Café Society: la recensione di Mauro Lanari

Fra il romanticismo e il nichilismo irrazionali degl’ultimi 3 film, Allen recupera un equilibrio umorale che lo riconsegna alla sua agrodolce ambivalenza. Nel tripudio critico per la classicità riconquistata (un comfort da poetica dell’eterno ritorno, punto fermo nei marasmi della vita cinematografica e non), le sparute stroncature di chi non sottoscrive quest’ottuagenaria arrendevolezza: “Allen par’aver rinunciato su praticamente tutt’i fronti.

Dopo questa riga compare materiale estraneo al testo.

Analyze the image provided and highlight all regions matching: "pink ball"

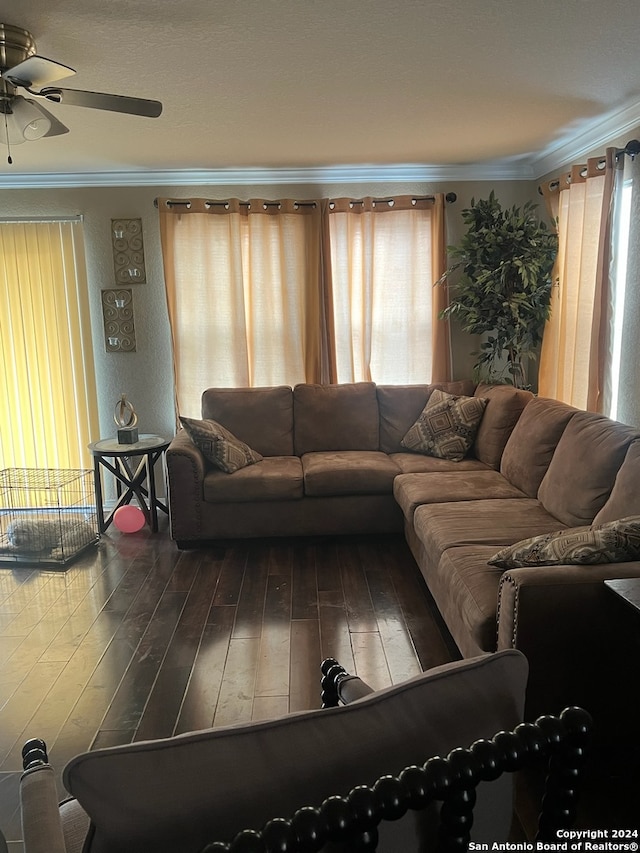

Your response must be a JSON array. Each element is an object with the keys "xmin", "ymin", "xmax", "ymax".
[{"xmin": 113, "ymin": 504, "xmax": 147, "ymax": 533}]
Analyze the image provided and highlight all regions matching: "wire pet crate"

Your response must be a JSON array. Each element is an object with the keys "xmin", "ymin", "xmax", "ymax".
[{"xmin": 0, "ymin": 468, "xmax": 99, "ymax": 568}]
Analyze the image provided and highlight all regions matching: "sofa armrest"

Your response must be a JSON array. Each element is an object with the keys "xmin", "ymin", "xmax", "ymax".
[
  {"xmin": 20, "ymin": 764, "xmax": 66, "ymax": 853},
  {"xmin": 166, "ymin": 430, "xmax": 208, "ymax": 540},
  {"xmin": 497, "ymin": 561, "xmax": 640, "ymax": 720}
]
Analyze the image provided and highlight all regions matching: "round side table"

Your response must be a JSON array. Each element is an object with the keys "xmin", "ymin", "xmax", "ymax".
[{"xmin": 89, "ymin": 435, "xmax": 170, "ymax": 533}]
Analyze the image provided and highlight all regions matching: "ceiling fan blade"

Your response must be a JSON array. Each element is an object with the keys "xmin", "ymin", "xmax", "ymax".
[
  {"xmin": 37, "ymin": 87, "xmax": 162, "ymax": 118},
  {"xmin": 25, "ymin": 98, "xmax": 69, "ymax": 137},
  {"xmin": 2, "ymin": 56, "xmax": 76, "ymax": 87}
]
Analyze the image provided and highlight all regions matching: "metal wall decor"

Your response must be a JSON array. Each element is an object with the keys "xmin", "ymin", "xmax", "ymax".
[
  {"xmin": 111, "ymin": 219, "xmax": 147, "ymax": 286},
  {"xmin": 102, "ymin": 288, "xmax": 136, "ymax": 352}
]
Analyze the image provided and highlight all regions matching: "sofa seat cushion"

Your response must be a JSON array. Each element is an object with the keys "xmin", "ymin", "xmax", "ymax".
[
  {"xmin": 302, "ymin": 450, "xmax": 400, "ymax": 497},
  {"xmin": 473, "ymin": 385, "xmax": 533, "ymax": 471},
  {"xmin": 389, "ymin": 450, "xmax": 491, "ymax": 474},
  {"xmin": 293, "ymin": 382, "xmax": 379, "ymax": 456},
  {"xmin": 201, "ymin": 385, "xmax": 293, "ymax": 456},
  {"xmin": 413, "ymin": 498, "xmax": 565, "ymax": 572},
  {"xmin": 393, "ymin": 469, "xmax": 527, "ymax": 520},
  {"xmin": 593, "ymin": 441, "xmax": 640, "ymax": 524},
  {"xmin": 429, "ymin": 545, "xmax": 504, "ymax": 652},
  {"xmin": 538, "ymin": 412, "xmax": 640, "ymax": 527},
  {"xmin": 203, "ymin": 456, "xmax": 303, "ymax": 503},
  {"xmin": 500, "ymin": 397, "xmax": 578, "ymax": 498}
]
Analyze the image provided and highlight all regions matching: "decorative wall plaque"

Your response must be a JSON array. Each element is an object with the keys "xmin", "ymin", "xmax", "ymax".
[
  {"xmin": 102, "ymin": 288, "xmax": 136, "ymax": 352},
  {"xmin": 111, "ymin": 219, "xmax": 147, "ymax": 286}
]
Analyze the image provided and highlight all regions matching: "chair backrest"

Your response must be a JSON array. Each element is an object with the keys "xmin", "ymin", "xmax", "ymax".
[
  {"xmin": 203, "ymin": 707, "xmax": 592, "ymax": 853},
  {"xmin": 58, "ymin": 650, "xmax": 528, "ymax": 853}
]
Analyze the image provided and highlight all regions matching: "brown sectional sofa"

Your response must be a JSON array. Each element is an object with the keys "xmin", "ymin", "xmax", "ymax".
[
  {"xmin": 167, "ymin": 381, "xmax": 486, "ymax": 545},
  {"xmin": 167, "ymin": 381, "xmax": 640, "ymax": 728}
]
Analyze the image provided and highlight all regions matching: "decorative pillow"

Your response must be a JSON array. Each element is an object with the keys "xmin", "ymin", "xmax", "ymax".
[
  {"xmin": 400, "ymin": 388, "xmax": 489, "ymax": 462},
  {"xmin": 488, "ymin": 515, "xmax": 640, "ymax": 569},
  {"xmin": 180, "ymin": 417, "xmax": 262, "ymax": 474}
]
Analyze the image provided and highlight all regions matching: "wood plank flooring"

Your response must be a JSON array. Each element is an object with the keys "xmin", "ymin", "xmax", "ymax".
[
  {"xmin": 0, "ymin": 520, "xmax": 638, "ymax": 853},
  {"xmin": 0, "ymin": 522, "xmax": 458, "ymax": 851}
]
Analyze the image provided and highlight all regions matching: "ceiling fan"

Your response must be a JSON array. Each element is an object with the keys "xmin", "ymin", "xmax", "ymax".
[{"xmin": 0, "ymin": 24, "xmax": 162, "ymax": 163}]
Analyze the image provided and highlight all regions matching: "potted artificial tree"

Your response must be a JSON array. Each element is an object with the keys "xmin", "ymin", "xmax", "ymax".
[{"xmin": 437, "ymin": 191, "xmax": 558, "ymax": 388}]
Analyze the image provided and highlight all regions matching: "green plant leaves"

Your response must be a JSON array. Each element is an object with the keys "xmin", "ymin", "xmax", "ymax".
[{"xmin": 436, "ymin": 191, "xmax": 558, "ymax": 387}]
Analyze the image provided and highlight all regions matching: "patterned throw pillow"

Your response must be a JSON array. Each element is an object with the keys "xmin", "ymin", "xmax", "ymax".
[
  {"xmin": 400, "ymin": 388, "xmax": 489, "ymax": 462},
  {"xmin": 488, "ymin": 515, "xmax": 640, "ymax": 569},
  {"xmin": 180, "ymin": 417, "xmax": 262, "ymax": 474}
]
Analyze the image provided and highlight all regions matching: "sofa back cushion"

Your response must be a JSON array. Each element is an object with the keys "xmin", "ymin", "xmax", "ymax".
[
  {"xmin": 293, "ymin": 382, "xmax": 379, "ymax": 456},
  {"xmin": 593, "ymin": 440, "xmax": 640, "ymax": 524},
  {"xmin": 202, "ymin": 385, "xmax": 293, "ymax": 456},
  {"xmin": 472, "ymin": 385, "xmax": 533, "ymax": 471},
  {"xmin": 500, "ymin": 397, "xmax": 578, "ymax": 498},
  {"xmin": 538, "ymin": 412, "xmax": 638, "ymax": 527},
  {"xmin": 64, "ymin": 650, "xmax": 528, "ymax": 853},
  {"xmin": 376, "ymin": 379, "xmax": 475, "ymax": 453}
]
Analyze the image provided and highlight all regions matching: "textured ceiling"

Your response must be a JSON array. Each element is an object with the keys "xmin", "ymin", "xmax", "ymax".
[{"xmin": 0, "ymin": 0, "xmax": 640, "ymax": 186}]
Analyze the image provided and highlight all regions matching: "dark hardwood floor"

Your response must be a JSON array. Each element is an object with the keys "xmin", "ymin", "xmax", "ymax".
[
  {"xmin": 0, "ymin": 520, "xmax": 637, "ymax": 853},
  {"xmin": 0, "ymin": 521, "xmax": 457, "ymax": 851}
]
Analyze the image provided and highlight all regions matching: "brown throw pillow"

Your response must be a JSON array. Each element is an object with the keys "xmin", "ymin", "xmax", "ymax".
[
  {"xmin": 180, "ymin": 417, "xmax": 262, "ymax": 474},
  {"xmin": 488, "ymin": 515, "xmax": 640, "ymax": 569},
  {"xmin": 400, "ymin": 388, "xmax": 489, "ymax": 462}
]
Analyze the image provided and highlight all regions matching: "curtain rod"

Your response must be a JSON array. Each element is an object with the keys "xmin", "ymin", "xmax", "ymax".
[
  {"xmin": 0, "ymin": 213, "xmax": 84, "ymax": 225},
  {"xmin": 153, "ymin": 193, "xmax": 458, "ymax": 207},
  {"xmin": 616, "ymin": 139, "xmax": 640, "ymax": 160}
]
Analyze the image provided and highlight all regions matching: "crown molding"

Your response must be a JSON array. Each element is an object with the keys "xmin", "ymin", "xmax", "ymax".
[
  {"xmin": 0, "ymin": 100, "xmax": 640, "ymax": 189},
  {"xmin": 529, "ymin": 99, "xmax": 640, "ymax": 180},
  {"xmin": 0, "ymin": 160, "xmax": 534, "ymax": 189}
]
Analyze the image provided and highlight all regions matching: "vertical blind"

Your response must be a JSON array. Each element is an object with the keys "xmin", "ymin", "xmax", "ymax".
[{"xmin": 0, "ymin": 220, "xmax": 98, "ymax": 469}]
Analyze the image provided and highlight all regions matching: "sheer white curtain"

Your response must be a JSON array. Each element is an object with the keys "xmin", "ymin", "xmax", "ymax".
[
  {"xmin": 606, "ymin": 154, "xmax": 640, "ymax": 427},
  {"xmin": 158, "ymin": 195, "xmax": 450, "ymax": 417},
  {"xmin": 329, "ymin": 196, "xmax": 449, "ymax": 383},
  {"xmin": 158, "ymin": 199, "xmax": 322, "ymax": 417},
  {"xmin": 538, "ymin": 161, "xmax": 613, "ymax": 411}
]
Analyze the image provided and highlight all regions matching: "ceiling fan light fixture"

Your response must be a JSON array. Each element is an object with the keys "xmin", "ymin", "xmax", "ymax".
[{"xmin": 11, "ymin": 95, "xmax": 51, "ymax": 139}]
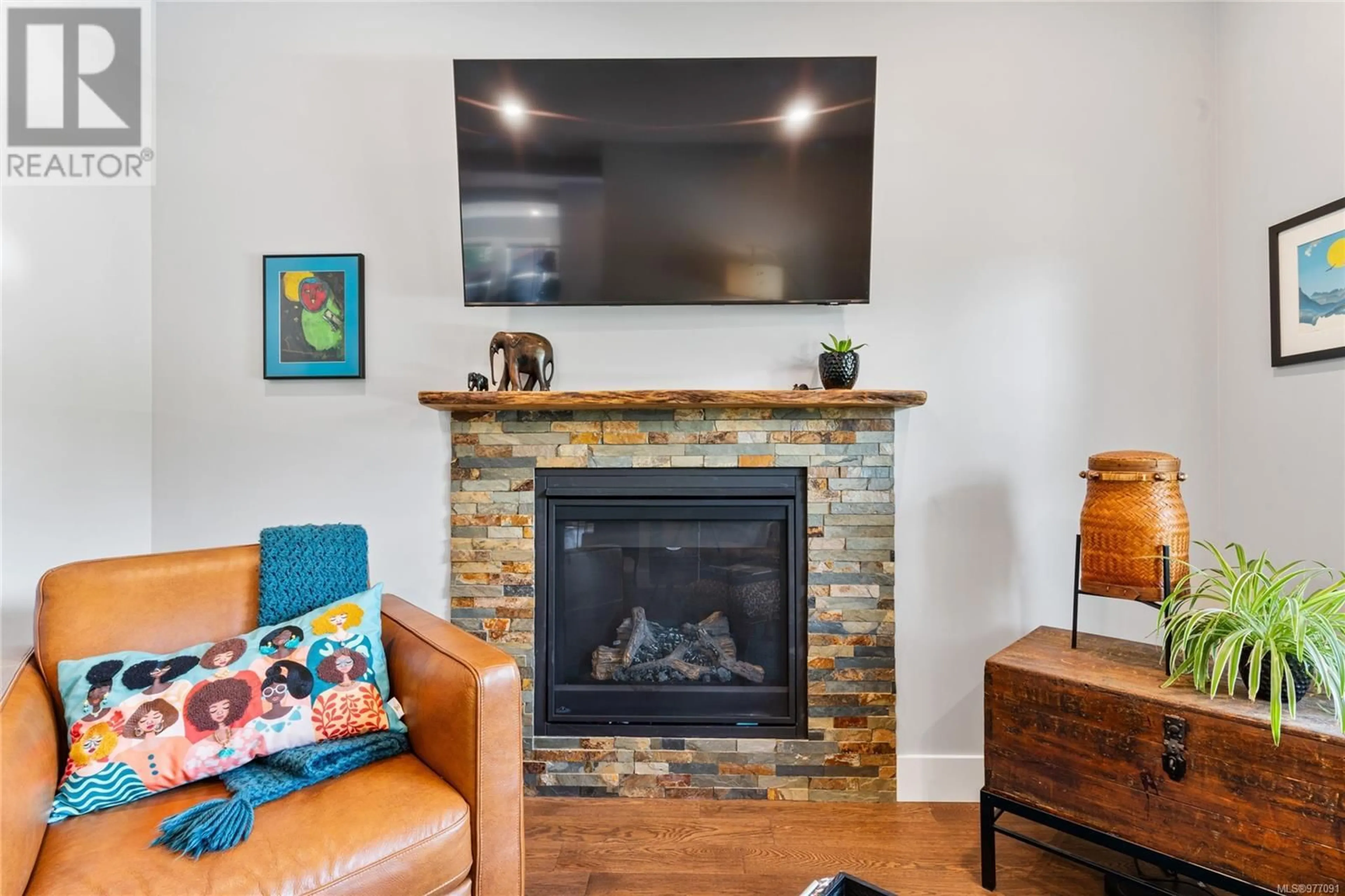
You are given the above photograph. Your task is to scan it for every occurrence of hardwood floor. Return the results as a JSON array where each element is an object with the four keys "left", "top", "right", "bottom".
[{"left": 525, "top": 798, "right": 1103, "bottom": 896}]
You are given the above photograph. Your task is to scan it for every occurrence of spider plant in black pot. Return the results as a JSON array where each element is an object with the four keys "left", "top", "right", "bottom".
[
  {"left": 818, "top": 334, "right": 868, "bottom": 389},
  {"left": 1164, "top": 542, "right": 1345, "bottom": 744}
]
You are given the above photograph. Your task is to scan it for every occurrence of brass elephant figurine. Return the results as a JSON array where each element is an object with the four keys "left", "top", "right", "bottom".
[{"left": 491, "top": 332, "right": 556, "bottom": 392}]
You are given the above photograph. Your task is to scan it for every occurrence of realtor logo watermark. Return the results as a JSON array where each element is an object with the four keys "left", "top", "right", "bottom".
[{"left": 3, "top": 0, "right": 155, "bottom": 186}]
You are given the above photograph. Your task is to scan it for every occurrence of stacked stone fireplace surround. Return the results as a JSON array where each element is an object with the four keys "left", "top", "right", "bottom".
[{"left": 449, "top": 408, "right": 896, "bottom": 802}]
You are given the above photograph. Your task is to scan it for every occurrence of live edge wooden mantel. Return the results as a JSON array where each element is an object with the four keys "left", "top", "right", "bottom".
[{"left": 420, "top": 389, "right": 925, "bottom": 410}]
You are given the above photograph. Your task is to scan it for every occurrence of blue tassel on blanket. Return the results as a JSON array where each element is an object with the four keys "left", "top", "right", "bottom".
[
  {"left": 151, "top": 797, "right": 253, "bottom": 858},
  {"left": 151, "top": 731, "right": 410, "bottom": 858}
]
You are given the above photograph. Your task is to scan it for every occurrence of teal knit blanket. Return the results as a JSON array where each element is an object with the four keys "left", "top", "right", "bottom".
[{"left": 152, "top": 525, "right": 409, "bottom": 858}]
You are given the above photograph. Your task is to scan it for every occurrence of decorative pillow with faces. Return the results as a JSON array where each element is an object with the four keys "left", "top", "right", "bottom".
[{"left": 48, "top": 584, "right": 406, "bottom": 822}]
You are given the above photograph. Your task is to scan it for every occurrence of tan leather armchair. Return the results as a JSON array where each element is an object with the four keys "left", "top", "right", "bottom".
[{"left": 0, "top": 545, "right": 523, "bottom": 896}]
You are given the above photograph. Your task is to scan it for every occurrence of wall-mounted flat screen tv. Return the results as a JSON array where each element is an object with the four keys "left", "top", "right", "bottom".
[{"left": 453, "top": 56, "right": 877, "bottom": 305}]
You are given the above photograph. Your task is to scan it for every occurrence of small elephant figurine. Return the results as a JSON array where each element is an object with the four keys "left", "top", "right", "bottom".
[{"left": 491, "top": 332, "right": 556, "bottom": 392}]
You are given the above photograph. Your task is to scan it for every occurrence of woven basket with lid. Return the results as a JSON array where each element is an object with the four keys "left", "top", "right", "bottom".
[{"left": 1079, "top": 451, "right": 1190, "bottom": 600}]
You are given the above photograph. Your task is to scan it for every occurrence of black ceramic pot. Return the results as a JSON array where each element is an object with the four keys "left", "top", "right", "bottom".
[
  {"left": 1239, "top": 647, "right": 1310, "bottom": 701},
  {"left": 818, "top": 351, "right": 860, "bottom": 389}
]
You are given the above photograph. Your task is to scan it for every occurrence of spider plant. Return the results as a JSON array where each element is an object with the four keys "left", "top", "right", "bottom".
[{"left": 1162, "top": 542, "right": 1345, "bottom": 745}]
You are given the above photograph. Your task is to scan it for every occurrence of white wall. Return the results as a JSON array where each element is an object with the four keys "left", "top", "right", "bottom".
[
  {"left": 0, "top": 187, "right": 151, "bottom": 671},
  {"left": 1217, "top": 3, "right": 1345, "bottom": 566},
  {"left": 153, "top": 3, "right": 1216, "bottom": 799}
]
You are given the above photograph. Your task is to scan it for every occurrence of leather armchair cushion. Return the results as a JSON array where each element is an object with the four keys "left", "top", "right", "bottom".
[{"left": 27, "top": 753, "right": 472, "bottom": 896}]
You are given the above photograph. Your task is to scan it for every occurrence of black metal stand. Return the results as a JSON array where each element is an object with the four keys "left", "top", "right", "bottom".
[
  {"left": 1069, "top": 536, "right": 1173, "bottom": 675},
  {"left": 980, "top": 790, "right": 1275, "bottom": 896}
]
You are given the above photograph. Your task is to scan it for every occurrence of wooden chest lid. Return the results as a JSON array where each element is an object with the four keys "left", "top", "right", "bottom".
[{"left": 1088, "top": 451, "right": 1181, "bottom": 472}]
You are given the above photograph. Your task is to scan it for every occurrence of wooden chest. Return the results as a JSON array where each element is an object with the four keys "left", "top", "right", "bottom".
[{"left": 986, "top": 627, "right": 1345, "bottom": 892}]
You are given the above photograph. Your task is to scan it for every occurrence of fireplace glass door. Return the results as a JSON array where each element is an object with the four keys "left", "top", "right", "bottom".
[{"left": 543, "top": 463, "right": 800, "bottom": 736}]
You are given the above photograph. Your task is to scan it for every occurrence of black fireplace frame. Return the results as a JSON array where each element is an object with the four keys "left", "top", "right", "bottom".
[{"left": 533, "top": 467, "right": 808, "bottom": 740}]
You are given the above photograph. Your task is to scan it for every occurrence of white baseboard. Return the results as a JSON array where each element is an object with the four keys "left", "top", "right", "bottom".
[{"left": 897, "top": 753, "right": 986, "bottom": 803}]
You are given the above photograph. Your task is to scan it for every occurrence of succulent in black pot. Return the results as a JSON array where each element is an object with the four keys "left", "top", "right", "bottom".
[{"left": 818, "top": 334, "right": 868, "bottom": 389}]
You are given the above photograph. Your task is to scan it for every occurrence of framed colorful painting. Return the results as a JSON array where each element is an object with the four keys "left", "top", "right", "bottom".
[
  {"left": 1270, "top": 199, "right": 1345, "bottom": 367},
  {"left": 262, "top": 254, "right": 365, "bottom": 379}
]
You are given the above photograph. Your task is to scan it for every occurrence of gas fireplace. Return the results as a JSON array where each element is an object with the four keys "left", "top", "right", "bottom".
[{"left": 535, "top": 468, "right": 808, "bottom": 739}]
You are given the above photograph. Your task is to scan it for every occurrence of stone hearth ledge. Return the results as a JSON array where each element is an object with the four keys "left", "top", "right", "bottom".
[{"left": 421, "top": 390, "right": 924, "bottom": 802}]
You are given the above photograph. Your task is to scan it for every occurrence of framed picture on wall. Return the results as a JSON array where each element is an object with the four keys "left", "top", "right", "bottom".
[
  {"left": 1270, "top": 199, "right": 1345, "bottom": 367},
  {"left": 262, "top": 254, "right": 365, "bottom": 379}
]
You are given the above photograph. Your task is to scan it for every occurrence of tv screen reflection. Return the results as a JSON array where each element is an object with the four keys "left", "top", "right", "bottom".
[{"left": 453, "top": 58, "right": 876, "bottom": 305}]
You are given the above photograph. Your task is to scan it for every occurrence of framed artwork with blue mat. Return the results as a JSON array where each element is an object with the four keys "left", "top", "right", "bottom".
[{"left": 262, "top": 253, "right": 365, "bottom": 379}]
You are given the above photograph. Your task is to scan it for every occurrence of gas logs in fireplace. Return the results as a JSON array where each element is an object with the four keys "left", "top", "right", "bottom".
[{"left": 593, "top": 607, "right": 765, "bottom": 685}]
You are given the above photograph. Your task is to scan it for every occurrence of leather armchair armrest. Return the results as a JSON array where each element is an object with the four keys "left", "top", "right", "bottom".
[
  {"left": 0, "top": 654, "right": 64, "bottom": 893},
  {"left": 383, "top": 595, "right": 523, "bottom": 896}
]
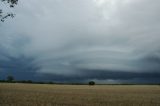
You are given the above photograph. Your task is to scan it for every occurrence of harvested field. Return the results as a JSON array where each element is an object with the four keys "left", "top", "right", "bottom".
[{"left": 0, "top": 83, "right": 160, "bottom": 106}]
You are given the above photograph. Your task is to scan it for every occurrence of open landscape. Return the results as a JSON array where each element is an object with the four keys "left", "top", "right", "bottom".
[{"left": 0, "top": 83, "right": 160, "bottom": 106}]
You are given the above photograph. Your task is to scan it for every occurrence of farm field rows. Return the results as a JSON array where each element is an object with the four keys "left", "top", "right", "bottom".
[{"left": 0, "top": 83, "right": 160, "bottom": 106}]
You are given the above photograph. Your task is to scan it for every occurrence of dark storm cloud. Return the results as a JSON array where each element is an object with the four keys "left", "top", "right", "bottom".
[{"left": 0, "top": 0, "right": 160, "bottom": 82}]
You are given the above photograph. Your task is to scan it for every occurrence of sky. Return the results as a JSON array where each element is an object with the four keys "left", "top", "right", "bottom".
[{"left": 0, "top": 0, "right": 160, "bottom": 83}]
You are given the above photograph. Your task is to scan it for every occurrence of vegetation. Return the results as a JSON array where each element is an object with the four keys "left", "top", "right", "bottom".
[{"left": 0, "top": 83, "right": 160, "bottom": 106}]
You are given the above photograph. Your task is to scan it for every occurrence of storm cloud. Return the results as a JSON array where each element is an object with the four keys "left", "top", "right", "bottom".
[{"left": 0, "top": 0, "right": 160, "bottom": 83}]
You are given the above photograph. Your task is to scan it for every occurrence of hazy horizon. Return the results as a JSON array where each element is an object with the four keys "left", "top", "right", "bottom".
[{"left": 0, "top": 0, "right": 160, "bottom": 83}]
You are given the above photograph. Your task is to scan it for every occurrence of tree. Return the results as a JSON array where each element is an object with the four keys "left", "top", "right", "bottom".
[
  {"left": 0, "top": 0, "right": 18, "bottom": 22},
  {"left": 88, "top": 81, "right": 95, "bottom": 85},
  {"left": 7, "top": 76, "right": 14, "bottom": 82}
]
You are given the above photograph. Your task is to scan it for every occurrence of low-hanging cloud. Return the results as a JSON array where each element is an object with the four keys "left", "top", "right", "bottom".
[{"left": 0, "top": 0, "right": 160, "bottom": 83}]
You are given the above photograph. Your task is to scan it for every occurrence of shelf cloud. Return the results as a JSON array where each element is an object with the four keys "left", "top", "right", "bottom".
[{"left": 0, "top": 0, "right": 160, "bottom": 83}]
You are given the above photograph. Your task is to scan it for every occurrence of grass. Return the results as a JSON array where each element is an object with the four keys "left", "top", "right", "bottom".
[{"left": 0, "top": 83, "right": 160, "bottom": 106}]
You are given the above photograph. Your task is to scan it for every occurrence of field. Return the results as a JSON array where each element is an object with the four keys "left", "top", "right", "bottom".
[{"left": 0, "top": 83, "right": 160, "bottom": 106}]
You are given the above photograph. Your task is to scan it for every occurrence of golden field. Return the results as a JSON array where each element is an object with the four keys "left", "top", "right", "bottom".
[{"left": 0, "top": 83, "right": 160, "bottom": 106}]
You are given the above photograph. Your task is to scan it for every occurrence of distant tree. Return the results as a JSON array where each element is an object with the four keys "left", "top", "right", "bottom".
[
  {"left": 0, "top": 0, "right": 18, "bottom": 22},
  {"left": 7, "top": 76, "right": 14, "bottom": 82},
  {"left": 88, "top": 81, "right": 95, "bottom": 85}
]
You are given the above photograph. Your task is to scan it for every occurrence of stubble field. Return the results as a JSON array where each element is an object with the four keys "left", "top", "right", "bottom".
[{"left": 0, "top": 84, "right": 160, "bottom": 106}]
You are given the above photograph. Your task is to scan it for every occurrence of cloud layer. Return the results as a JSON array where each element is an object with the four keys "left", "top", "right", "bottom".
[{"left": 0, "top": 0, "right": 160, "bottom": 82}]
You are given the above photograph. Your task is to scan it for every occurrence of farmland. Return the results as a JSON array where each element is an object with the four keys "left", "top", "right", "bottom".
[{"left": 0, "top": 83, "right": 160, "bottom": 106}]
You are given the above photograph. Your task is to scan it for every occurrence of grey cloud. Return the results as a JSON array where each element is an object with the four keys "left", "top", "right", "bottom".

S’è arreso ai venti dominanti unendosi al novero del socialmente conformista e soddisfatto di sé.” Ossia piac’e non piace per lo stesso motivo: “per l’immaginario rassicurante, in cui ci si sente com’a casa”. Guai a esigere altro, soprattutto in momenti storici come l’attuale. “Quarantasettesimo film firmato da Woody Allen, e non dite che fa sempre lo stesso film”. “Remake d’un remake d’un remake dove cambia solo la location o gl’attori, ma i discorsi, il sarcasmo e l’ironia sono sempre gli stessi e sugli stessi argomenti”. “C’è molto poco di memorabile nei personaggi e negl’eventi di ‘Cafè Society’, […] eppure l’atmosfera data dalle luci sempre cangianti di Storaro, il soffice mond’al tramonto in cui sembrano sempre muoversi e quel senso di malinconia infuso dalla mess’in scena sono realmente indimenticabili”. “Cinema come manovra di stile – di scrittura, di fotografia, di recitazione, di taglio e cucito – che non risolve nulla ma mette di buon umore, coinvolge con levità, è divertente, a tratti con vero pathos e vera bellezza. Non sembra un’ottima scelta per chi ha pretese ipercritiche, lo è per frequentar’un mondo e un autore che si ama poiché non ha idee al di fuori del proprio immaginario”. Godibile se ci s’accontenta, noiosamente ripetitivo per i pochi ch’ancora osano pretendere di più, di meglio, di nuovo.